Valparaíso, Ediciones Inubicalistas, 2021)

 

Canto Mineral, Canto Vegetal y Canto Fluvial son los nombres de los tres cantos con que Leonora Lombardi, autora de Cardoscuro (2013) y La casa (2018) entre otras publicaciones anteriores, celebra el paisaje en esta trilogía que conforma su Geopoética (2021). A cada uno le corresponde una expresión geográfica específica: montañas, valles, ríos. Como descendiendo de lo alto, desemboca en el Pacífico, en dirección Este-Oeste; pero también, proponiendo un recorrido por el territorio en dirección Norte-Sur. El mapa que se conforma es uno afectivo, emotivo, que da pie al asombro y deja de lado, en particular, cualquier acción de la industria humana: “Partimos afirmados / gran Parinacota / con una lengua que se enreda / por no saber tu lengua” (19), reafirmando el espacio originario, antes de cualquier tipo de intromisión.

Con la lengua enredada, humilde y respetuosa, con una disposición hacia el conocimiento y comprensión de un espacio anterior a lo humano, este libro es un recorrido limpio, carente de intervención lacerante o dañina respecto del lugar rescatado, y procurando un respeto por la magnificencia del lugar primitivo. Predomina un tono de fiesta, de hallazgo y celebración: “Inacalari / Inacalari, dijo la niña / Miscanti, ¿quién te nombró así?” (27). El resultado es una travesía por un mapa de Chile consagrado a partir de su impetuosa geografía, a partir de su naturaleza primordial, estructurante. La arquitectura, la obra gruesa, que da forma al territorio.

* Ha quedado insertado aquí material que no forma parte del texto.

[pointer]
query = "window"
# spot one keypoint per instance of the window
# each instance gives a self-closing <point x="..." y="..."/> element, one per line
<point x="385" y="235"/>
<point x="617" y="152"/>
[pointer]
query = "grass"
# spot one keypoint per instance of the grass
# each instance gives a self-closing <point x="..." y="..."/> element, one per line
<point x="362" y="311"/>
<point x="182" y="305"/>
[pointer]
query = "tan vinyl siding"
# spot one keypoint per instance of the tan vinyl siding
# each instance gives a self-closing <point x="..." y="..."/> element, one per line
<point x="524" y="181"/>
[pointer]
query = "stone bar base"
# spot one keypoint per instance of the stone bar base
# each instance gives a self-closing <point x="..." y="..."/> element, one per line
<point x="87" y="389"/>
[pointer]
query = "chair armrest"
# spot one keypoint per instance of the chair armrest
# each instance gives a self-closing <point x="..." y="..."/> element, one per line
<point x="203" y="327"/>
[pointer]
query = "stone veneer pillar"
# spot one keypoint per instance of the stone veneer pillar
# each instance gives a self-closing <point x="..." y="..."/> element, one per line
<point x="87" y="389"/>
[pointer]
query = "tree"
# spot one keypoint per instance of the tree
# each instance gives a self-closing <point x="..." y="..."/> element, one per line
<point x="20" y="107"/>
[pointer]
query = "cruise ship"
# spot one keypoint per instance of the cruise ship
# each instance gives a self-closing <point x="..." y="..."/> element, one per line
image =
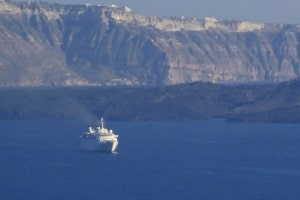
<point x="99" y="139"/>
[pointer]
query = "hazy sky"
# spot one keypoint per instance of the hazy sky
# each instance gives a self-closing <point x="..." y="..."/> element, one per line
<point x="278" y="11"/>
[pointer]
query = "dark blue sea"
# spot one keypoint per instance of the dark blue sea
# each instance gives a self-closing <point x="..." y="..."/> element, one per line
<point x="209" y="160"/>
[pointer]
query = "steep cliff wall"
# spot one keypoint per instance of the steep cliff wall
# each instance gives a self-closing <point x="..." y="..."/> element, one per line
<point x="52" y="44"/>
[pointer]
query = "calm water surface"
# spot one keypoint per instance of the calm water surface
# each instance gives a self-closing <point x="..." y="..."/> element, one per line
<point x="155" y="160"/>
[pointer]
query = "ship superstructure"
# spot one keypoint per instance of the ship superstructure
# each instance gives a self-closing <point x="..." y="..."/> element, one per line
<point x="99" y="138"/>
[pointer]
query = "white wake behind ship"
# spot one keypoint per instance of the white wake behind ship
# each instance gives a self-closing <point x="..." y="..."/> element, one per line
<point x="99" y="138"/>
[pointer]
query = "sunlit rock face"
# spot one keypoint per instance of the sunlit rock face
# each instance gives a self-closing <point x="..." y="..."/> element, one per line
<point x="68" y="45"/>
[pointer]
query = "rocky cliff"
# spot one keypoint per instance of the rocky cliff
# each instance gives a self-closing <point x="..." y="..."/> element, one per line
<point x="51" y="44"/>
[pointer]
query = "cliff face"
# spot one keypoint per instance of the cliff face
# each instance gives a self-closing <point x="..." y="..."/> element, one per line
<point x="51" y="44"/>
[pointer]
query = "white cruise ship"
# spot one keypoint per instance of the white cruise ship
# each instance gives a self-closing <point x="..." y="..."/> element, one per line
<point x="99" y="139"/>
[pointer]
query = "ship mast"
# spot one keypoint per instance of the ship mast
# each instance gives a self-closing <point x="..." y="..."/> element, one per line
<point x="102" y="123"/>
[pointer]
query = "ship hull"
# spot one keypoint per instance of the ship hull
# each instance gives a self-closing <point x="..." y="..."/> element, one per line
<point x="91" y="144"/>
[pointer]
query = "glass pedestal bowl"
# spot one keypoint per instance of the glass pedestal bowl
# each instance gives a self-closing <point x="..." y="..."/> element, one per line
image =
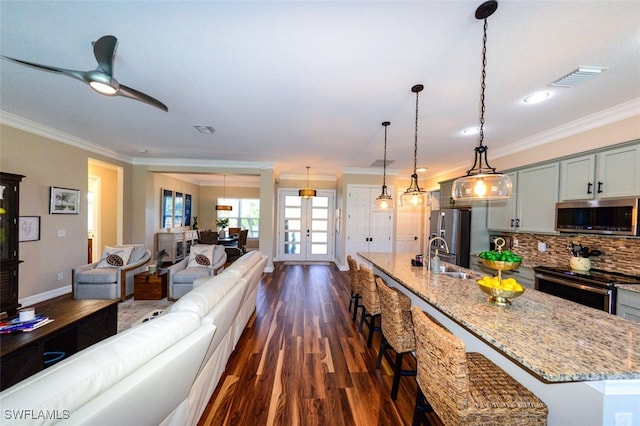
<point x="499" y="296"/>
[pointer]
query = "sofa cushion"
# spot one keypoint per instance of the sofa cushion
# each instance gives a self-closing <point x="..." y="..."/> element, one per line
<point x="206" y="296"/>
<point x="75" y="381"/>
<point x="200" y="255"/>
<point x="189" y="275"/>
<point x="97" y="276"/>
<point x="115" y="257"/>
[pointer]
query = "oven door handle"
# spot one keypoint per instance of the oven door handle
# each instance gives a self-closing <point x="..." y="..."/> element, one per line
<point x="597" y="290"/>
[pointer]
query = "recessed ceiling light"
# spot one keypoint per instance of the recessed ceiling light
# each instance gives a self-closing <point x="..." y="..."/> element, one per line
<point x="205" y="129"/>
<point x="537" y="97"/>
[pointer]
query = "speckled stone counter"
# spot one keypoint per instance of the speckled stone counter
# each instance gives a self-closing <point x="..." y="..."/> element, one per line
<point x="559" y="349"/>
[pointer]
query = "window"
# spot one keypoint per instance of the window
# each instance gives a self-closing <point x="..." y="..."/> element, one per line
<point x="245" y="214"/>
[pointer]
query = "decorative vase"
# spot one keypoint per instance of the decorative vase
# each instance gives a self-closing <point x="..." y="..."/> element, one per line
<point x="582" y="264"/>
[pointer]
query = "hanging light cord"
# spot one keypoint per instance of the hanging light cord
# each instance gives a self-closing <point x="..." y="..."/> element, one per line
<point x="384" y="164"/>
<point x="415" y="142"/>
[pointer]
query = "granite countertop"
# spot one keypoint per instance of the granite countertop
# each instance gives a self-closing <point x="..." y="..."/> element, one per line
<point x="556" y="340"/>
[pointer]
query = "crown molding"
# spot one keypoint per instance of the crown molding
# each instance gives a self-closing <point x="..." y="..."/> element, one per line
<point x="21" y="123"/>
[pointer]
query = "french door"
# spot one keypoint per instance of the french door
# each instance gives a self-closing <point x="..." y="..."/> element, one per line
<point x="306" y="226"/>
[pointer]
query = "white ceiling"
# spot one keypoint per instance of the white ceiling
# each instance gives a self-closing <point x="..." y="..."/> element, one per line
<point x="308" y="83"/>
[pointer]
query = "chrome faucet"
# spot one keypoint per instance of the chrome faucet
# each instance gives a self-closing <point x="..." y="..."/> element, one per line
<point x="446" y="247"/>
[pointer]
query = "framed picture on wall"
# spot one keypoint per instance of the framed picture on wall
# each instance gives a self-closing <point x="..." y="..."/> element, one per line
<point x="29" y="228"/>
<point x="64" y="201"/>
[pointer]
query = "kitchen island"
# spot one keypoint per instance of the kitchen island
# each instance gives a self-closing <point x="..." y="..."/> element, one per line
<point x="583" y="363"/>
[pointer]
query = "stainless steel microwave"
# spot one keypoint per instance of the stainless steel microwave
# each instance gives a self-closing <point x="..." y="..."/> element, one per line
<point x="616" y="216"/>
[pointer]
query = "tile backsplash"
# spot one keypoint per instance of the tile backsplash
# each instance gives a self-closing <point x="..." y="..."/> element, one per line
<point x="619" y="254"/>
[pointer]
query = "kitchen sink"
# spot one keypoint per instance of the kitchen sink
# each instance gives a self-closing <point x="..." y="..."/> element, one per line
<point x="456" y="274"/>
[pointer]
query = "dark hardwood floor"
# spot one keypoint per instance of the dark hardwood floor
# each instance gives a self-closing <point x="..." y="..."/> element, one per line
<point x="302" y="361"/>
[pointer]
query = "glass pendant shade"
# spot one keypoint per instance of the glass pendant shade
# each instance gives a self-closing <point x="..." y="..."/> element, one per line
<point x="482" y="186"/>
<point x="307" y="192"/>
<point x="384" y="202"/>
<point x="482" y="182"/>
<point x="414" y="195"/>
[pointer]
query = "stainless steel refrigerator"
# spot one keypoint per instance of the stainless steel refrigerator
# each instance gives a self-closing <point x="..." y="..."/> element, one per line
<point x="454" y="226"/>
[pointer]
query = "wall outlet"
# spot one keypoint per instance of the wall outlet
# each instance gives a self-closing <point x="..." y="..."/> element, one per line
<point x="624" y="419"/>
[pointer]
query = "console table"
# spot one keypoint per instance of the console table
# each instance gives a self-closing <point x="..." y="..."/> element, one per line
<point x="77" y="324"/>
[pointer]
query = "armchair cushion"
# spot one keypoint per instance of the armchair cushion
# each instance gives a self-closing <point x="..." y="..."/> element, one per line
<point x="201" y="255"/>
<point x="115" y="257"/>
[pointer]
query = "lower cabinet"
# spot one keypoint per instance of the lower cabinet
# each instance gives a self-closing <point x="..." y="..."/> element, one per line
<point x="628" y="305"/>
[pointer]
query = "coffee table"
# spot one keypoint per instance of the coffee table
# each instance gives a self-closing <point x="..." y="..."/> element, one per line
<point x="77" y="324"/>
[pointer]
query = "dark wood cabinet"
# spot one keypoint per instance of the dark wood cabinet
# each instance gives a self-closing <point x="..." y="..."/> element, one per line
<point x="9" y="253"/>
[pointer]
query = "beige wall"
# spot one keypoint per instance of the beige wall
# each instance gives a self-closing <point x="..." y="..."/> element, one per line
<point x="46" y="163"/>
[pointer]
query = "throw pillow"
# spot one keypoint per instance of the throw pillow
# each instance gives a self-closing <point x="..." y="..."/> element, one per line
<point x="200" y="256"/>
<point x="115" y="257"/>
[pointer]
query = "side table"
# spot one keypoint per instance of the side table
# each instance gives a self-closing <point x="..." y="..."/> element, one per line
<point x="148" y="286"/>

Los cantos recuerdan a Ezra Pound, al Neruda de Los tres cantos materiales y de Canto general, al Poema de Chile de Gabriela Mistral, al Walden de Thoreau, y a tantos otros autores que vinculan cultura y naturaleza. Es inevitable pensar en algunos de estos grandes proyectos de escritura como red oculta de textos anteriores que incorporan un recorrido por una sustancia material cotidiana, ineludible, y cuya presencia marca el devenir de la cotidianeidad, estimulando el ojo, el olfato, el oído. Lo mismo ocurre con estos poemas. Tienen un carácter celebratorio que le da preponderancia al aspecto sagrado del paisaje, aquello que tiene de inmutable, aquello que sobresale e irrumpe por la notoriedad de su presencia, determinando su carácter. Las grandes cumbres, los volcanes, los valles que se trenzan como bóvedas unas al lado de otras, las hileras de ríos que vertebran perpendicularmente la franja larga de tierra son los hitos que envuelven la trayectoria de esta voz poética siempre maravillada, como en estado de éxtasis frente a la grandilocuencia de la naturaleza: “La cadena se va sumergiendo / creciendo montañas / mar adentro / Peteroa” (39).

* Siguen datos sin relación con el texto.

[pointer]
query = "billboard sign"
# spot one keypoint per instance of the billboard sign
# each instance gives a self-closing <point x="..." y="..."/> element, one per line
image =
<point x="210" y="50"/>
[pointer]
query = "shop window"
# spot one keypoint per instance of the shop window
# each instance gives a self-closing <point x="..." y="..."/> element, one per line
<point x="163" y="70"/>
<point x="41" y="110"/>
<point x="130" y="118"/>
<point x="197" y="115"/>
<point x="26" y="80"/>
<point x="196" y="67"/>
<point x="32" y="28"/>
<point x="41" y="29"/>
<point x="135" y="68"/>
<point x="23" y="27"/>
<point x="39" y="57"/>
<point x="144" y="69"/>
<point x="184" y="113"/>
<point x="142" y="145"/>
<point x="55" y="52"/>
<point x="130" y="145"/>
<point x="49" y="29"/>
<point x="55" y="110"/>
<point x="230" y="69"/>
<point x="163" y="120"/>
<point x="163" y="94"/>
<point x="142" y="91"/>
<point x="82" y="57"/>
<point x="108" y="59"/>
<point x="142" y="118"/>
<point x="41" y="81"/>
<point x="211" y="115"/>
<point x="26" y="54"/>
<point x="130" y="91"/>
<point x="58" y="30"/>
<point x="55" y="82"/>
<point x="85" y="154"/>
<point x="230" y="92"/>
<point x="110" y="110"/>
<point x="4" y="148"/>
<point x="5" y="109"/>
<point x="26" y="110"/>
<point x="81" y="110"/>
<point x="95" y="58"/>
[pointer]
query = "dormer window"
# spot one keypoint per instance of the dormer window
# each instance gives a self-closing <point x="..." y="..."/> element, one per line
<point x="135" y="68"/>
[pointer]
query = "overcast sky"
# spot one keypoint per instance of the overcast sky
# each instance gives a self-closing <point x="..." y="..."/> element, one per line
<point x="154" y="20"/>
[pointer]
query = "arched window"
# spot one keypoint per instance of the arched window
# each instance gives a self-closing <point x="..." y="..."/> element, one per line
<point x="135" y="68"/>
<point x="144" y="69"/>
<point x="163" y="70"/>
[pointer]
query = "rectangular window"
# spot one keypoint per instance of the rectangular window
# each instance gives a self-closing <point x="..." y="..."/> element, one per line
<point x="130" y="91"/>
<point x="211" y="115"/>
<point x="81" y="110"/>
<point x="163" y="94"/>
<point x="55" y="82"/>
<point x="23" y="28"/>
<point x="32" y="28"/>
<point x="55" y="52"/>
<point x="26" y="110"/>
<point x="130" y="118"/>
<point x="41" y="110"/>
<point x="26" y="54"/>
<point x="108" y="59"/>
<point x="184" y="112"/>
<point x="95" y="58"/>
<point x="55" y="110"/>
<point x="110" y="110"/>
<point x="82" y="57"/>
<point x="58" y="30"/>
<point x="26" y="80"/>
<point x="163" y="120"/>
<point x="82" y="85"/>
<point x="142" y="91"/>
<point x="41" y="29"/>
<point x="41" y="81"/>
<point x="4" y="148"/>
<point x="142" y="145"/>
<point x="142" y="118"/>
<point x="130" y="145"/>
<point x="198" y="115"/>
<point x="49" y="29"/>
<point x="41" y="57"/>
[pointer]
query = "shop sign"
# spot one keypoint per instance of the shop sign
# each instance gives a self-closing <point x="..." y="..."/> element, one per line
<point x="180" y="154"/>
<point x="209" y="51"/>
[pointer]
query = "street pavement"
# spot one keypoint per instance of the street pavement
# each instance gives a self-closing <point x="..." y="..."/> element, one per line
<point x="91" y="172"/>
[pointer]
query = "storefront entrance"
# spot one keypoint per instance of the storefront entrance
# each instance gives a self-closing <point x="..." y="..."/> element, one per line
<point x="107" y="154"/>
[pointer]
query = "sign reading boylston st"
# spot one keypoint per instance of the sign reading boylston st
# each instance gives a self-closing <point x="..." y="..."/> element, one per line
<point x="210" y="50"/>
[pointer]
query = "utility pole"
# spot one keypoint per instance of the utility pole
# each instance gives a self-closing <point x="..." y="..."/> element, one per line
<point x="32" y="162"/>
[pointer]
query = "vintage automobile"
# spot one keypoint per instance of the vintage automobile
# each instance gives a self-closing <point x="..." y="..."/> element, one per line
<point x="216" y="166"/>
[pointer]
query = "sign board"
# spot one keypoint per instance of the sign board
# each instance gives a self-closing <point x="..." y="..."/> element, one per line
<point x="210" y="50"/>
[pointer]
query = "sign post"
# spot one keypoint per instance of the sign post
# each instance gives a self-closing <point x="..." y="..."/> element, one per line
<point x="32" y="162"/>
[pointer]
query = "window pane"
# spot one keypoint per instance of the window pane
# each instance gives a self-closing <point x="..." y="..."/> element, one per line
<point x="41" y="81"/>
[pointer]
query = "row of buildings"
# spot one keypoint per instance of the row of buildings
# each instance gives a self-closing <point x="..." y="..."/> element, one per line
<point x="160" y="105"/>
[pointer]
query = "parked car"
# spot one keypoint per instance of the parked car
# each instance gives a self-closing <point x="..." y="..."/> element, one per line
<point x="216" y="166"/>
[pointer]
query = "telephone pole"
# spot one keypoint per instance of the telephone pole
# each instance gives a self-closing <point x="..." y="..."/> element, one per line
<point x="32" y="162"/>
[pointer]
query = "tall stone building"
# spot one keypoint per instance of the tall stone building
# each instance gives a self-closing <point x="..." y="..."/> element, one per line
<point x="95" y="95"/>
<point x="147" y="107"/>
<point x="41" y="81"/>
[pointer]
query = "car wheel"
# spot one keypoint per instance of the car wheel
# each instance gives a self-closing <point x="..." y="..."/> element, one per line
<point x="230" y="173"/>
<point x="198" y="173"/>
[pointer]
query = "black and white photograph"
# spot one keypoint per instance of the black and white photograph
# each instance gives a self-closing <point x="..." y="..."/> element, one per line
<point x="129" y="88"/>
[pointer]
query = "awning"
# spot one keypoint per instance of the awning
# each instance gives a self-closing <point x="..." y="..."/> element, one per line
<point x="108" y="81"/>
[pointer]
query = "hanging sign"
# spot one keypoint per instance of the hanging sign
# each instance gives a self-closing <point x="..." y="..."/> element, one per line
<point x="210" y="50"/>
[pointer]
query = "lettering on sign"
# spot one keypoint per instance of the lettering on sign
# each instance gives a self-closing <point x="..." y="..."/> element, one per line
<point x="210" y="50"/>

La forma poética escogida obliga a la toponimia, a la atención por los nombres propios de los lugares: Tupungato, Tinguiririca, Elqui, La Campana, Aconcagua, Tal Tal, Bío Bío, etc. Pero esta toponimia prontamente se convierte en topofilia, en un giro característico de esta poesía que se detiene, especialmente, en la musicalidad del nombre propio: “Y tú Sillajhuay, / silbante de las alturas, / ¡oh Sillajhuay! / que me enamoras con tu nombre” (23); “La Ligua, dulce dicción la tuya” (89). La geografía, por tanto, es ante todo música, detención del oído y fascinación por los sonidos que conforman un nombre. Esta actitud propia de la melopeya le proporciona a esta Geopoética un carácter propio que, por oposición (en este caso por la omisión que promueve), se descarta, se resta, de otras formas de nombrar, por lo general propias de la ciudad, y que conforman un carácter de simulacro, acentuando su falsedad y distancia respecto de un origen: altos de, bosques de, lo, son algunas de las formas lingüísticas que tratan de emular un aspecto de la vida fuera de la urbe en la propia urbe, ofreciendo como espectáculo barrial -el suburbio, el country, la parcela a pocos kilómetros de la ciudad-, como falsa experiencia, algo que solo se puede experimentar lejos de las grandes urbes y que ya resulta casi imposible de apreciar en medio del vértigo que promueve el capital en las sociedades contemporáneas.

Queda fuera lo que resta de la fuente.